LRDtheFeministDragon Sun 11-Feb-18 22:34:14

shock Blimey.

What exactly do you want people to say? You earn far more than most people. Most couples don't earn anything like as much as you. And you have a mortgage, so clearly you have been able to afford to buy your own house.

What exactly did you expect to 'improve your quality of life'?! confused

RB68 Sun 11-Feb-18 22:36:43

If you are living in the south I can understand - feels like a much better job but when it boils down to it its not alot more for probably alot more work.

If its good for career progression and opens up for pay rises in the upper bracket (ie gives you more head room for payrises) it is worth it - plus the increased pension etc.

I would take a look at what you are paying for and outgoings and look at how you can bring those down, get tough over extra channels, Friday takeaways etc or even coffees etc and just tighten up the budget so you can start saving to pay off Ex when youngest is of age.

Life is tough though.

theduchessstill Sun 11-Feb-18 22:37:40

I'm nowhere near 60k - this job would take me just over 50k, which thanks to people here being a lot more knowledgeable than me I now realise wouldn't mean the loss of all my CB. I also didn't know you could pay more into a pension to remain below the threshold, so that's another option for me to investigate if it comes to it.

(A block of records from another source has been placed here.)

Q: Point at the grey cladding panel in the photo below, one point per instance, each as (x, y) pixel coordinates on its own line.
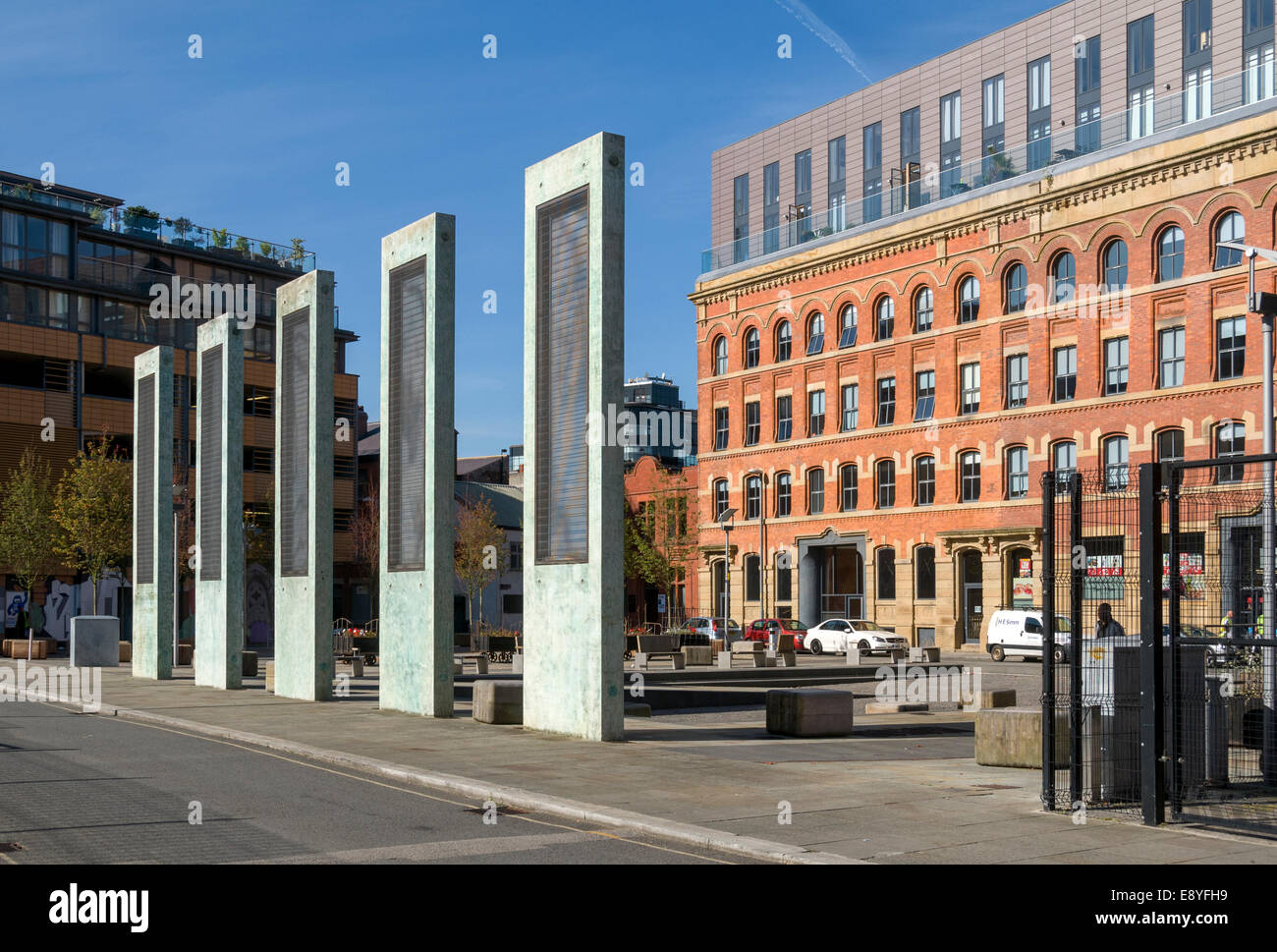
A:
(212, 449)
(144, 467)
(405, 450)
(562, 377)
(294, 450)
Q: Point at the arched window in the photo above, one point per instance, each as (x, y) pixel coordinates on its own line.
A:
(1170, 253)
(969, 301)
(848, 487)
(1231, 228)
(923, 309)
(924, 572)
(784, 340)
(886, 317)
(1064, 277)
(885, 565)
(815, 334)
(1115, 264)
(719, 357)
(847, 326)
(751, 348)
(1017, 288)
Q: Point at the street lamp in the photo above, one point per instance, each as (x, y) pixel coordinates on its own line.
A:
(1265, 306)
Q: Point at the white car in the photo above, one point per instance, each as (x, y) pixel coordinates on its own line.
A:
(839, 634)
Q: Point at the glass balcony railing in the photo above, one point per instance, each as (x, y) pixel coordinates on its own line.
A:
(178, 233)
(932, 184)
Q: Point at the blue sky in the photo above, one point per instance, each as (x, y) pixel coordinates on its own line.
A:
(248, 137)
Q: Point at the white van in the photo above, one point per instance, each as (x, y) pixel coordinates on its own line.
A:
(1018, 633)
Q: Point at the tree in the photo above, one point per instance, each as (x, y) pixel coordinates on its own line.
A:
(480, 552)
(27, 527)
(93, 510)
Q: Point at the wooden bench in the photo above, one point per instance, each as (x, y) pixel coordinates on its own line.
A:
(658, 648)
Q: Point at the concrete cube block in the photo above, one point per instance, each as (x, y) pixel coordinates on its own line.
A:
(809, 712)
(94, 642)
(498, 701)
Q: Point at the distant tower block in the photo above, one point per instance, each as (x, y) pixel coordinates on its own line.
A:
(152, 514)
(220, 505)
(574, 354)
(417, 468)
(303, 487)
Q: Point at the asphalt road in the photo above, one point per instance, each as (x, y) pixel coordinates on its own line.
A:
(85, 789)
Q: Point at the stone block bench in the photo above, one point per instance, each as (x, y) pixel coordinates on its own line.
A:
(809, 712)
(498, 701)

I'm sorry for anyone worse off, but it is all relative. flowers to anyone struggling - whatever income you're on it's scary feeling alone and totally responsible for children.

And I really don't think this is Tony and Gordon's fault...

LRDtheFeministDragon Sun 11-Feb-18 22:38:42

Many people living in the south, including London, are not in vague sight of earning what the OP is fortunate enough to earn.